Around 80% of PCC BakkiSilicon’s metal output was sold in Europe, with delivery contracts to customers in Germany, while the rest was sold into North America via a deal with CCMA, a US metal and alloy raw materials trader.

Low prices put profitability into question
European spot prices for silicon metal assessed by Fastmarkets have been dropping steadily since March, with European countries imposing lockdowns to contain the spread of the Covid-19 pandemic.

Heavy industry was consequently affected because end-user demand in sectors such as aerospace, automotive manufacture and construction slumped when economic activity fell, taking metals consumption down with it.

Fastmarkets’ assessment of the spot-market price for silicon grade 5-5-3, 98.5% Si min, in-whs Rotterdam, was €1,520-1,600 ($1,783-1,876) per tonne on July 24, down by 17% from a year-to-date high of €1,870-1,920 per tonne on February 28.

The corresponding assessment of the spot price for silicon grade 4-4-1, 99% Si min, in-whs Rotterdam, was €1,550-1,650 per tonne on Friday, down by 18% from a year-to-date high of €1,925-1,980 per tonne on March 6.

According to market sources, PCC BakkiSilicon’s decision was symptomatic of the deteriorating conditions which were forcing producers to leave the market, putting into question the profitability of the metal at current levels.

“[The production cut from BakkiSilicon] could be well be significant,” a European trader said. “A few producers are feeling the pain at these prices, and I think we will see supply cuts forcing a bit more tightness.”

New anti-dumping case in US
The global direction of the silicon metal market will be also determined by the results of a new anti-dumping case brought by the two dominant silicon metal producers in the United States, against silicon producers in Bosnia & Herzegovina, Iceland, Malaysia and Kazakhstan.

The US market has also been in decline. The price assessment for silicon, ddp US, was $0.91-0.96 per lb on July 23, down from a year-to-date high of $0.93-0.98 per lb in May. The market has been falling steadily from a multi-year high of $1.43-1.45 per lb reached in May 2018.

“The US anti-dumping case is something we are paying close attention to, because it will affect a significant part of our sales in the event of any restart to production,” Sigurpálsson said.

Market participants were awaiting the final decision in this case before taking big positions.

“[Any market trend] will depend on geography, especially with the dumping case in the US,” the European trader said. “If the US producers are successful, there could be a surplus of material looking for a home in Europe.”

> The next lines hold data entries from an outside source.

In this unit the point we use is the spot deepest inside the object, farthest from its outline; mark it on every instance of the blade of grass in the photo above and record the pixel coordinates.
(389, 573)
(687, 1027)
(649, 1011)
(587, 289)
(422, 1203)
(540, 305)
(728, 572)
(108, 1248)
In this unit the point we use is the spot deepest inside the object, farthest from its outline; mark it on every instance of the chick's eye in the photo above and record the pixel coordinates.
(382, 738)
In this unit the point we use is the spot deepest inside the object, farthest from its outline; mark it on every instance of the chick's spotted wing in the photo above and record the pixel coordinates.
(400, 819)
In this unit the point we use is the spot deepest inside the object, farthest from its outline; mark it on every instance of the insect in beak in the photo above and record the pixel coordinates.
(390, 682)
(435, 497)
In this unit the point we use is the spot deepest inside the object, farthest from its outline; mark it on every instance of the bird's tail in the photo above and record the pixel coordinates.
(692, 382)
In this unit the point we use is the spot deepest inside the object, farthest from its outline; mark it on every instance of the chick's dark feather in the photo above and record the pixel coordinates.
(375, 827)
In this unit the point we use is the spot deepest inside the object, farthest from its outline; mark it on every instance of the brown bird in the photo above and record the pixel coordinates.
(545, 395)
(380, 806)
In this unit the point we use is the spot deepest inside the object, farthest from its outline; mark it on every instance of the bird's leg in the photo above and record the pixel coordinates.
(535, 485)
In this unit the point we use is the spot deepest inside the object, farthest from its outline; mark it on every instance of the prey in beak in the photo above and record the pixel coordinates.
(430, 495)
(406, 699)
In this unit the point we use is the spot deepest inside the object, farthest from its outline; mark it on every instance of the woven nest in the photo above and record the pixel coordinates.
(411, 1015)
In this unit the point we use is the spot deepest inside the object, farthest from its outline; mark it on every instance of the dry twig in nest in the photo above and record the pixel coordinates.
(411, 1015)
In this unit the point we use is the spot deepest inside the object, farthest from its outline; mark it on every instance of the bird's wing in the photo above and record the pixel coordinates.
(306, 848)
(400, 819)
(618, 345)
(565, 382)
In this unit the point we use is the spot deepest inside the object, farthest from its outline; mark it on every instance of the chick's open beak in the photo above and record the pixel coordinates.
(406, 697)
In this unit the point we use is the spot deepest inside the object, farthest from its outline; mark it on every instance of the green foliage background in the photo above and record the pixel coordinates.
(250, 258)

High energy prices do not help
PCC BakkiSilicon has also been struggling with high energy prices in the North Atlantic island nation, something that is threatening the viability of Rio Tinto Iceland, which Sigurpálsson reckons consumes 15-16% of the island’s energy each year.

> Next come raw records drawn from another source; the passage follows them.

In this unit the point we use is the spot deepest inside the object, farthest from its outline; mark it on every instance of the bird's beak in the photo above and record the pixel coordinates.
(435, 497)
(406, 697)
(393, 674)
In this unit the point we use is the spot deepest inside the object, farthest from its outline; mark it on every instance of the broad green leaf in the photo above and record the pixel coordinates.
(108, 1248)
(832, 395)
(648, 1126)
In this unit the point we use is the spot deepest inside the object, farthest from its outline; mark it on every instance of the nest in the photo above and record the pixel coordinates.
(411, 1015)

The country’s minister of finance and economic affairs, Bjarni Benediktsson, said on Friday that the decision to idle PCC BakkiSilicon was a major blow to the national economy, adding that the position of companies in energy-intensive industries in Iceland was a general worry at present.

Silicon production is energy-intensive, and energy costs typically rise in line with consumption in winter.

Silicon has a high resistance to heat, and about 40% of silicon metal produced is used as a strengthener and alloying agent in the production of aluminium. The metal is also used as a semi-conductor in electronic equipment and in the chemicals sector.

The German parent company had recently provided PCC BakkiSilicon with around $40 million in the form of a shareholder loan to increase cash liquidity at the plant and secure its operating basis.

Construction of PCC BakkiSilicon started in 2015, with a planned total investment of around €265 million ($311 million). This was mostly funded by a loan from KfW IPEX-Bank, while around one-quarter of the capital requirement was provided by Icelandic pension funds and Islandsbanki, according to the PCC SE website.

The Icelandic government also supported the silicon metal project, providing financial assistance as well as long-term tax concessions.

In 2013, the Icelandic parliament passed several laws to allow the development of the Bakki industrial park in which the plant was built. Power contracts were also in place for all the plant’s production requirements.